How else did they benchmark it? Dr. Bert Scalzo says in an Tuning an Oracle8i Database running Linux, "The trouble with these tests-for example, Bonnie, Bonnie++, Dbench, Iobench, Iozone, Mongo, and Postmark-is that they are basic file system throughput tests, so their results generally do not pertain in any meaningful fashion to the way relational database systems access data files." Instead users benchmarking file systems for database applications should use these two well-known and widely accepted database benchmarks:
- AS3AP: a scalable, portable ANSI SQL relational database benchmark that provides a comprehensive set of tests of database-processing power; has built-in scalability and portability for testing a broad range of systems; minimizes human effort in implementing and running benchmark tests; and provides a uniform, metric, straightforward interpretation of the results.
- TPC-C: an online transaction processing (OLTP) benchmark that involves a mix of five concurrent transactions of various types and either executes completely online or queries for deferred execution.
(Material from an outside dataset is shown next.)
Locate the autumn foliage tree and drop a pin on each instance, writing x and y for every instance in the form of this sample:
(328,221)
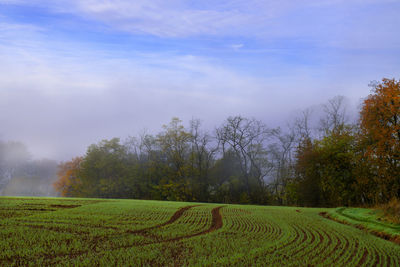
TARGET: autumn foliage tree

The database comprises nine types of tables, having a wide range of record and population sizes. This benchmark measures the number of transactions per second. Moreover, some filessystems, such as XFS, scale well and handle large files better even though they are a little slower on smaller systems and with smaller files in comparison to other filesystems, such as ReiserFS. See Scalability in the XFS File System, by Adam Sweeney, Doug Doucette, Wei Hu, Curtis Anderson, Mike Nishimoto, and Geoff Peck.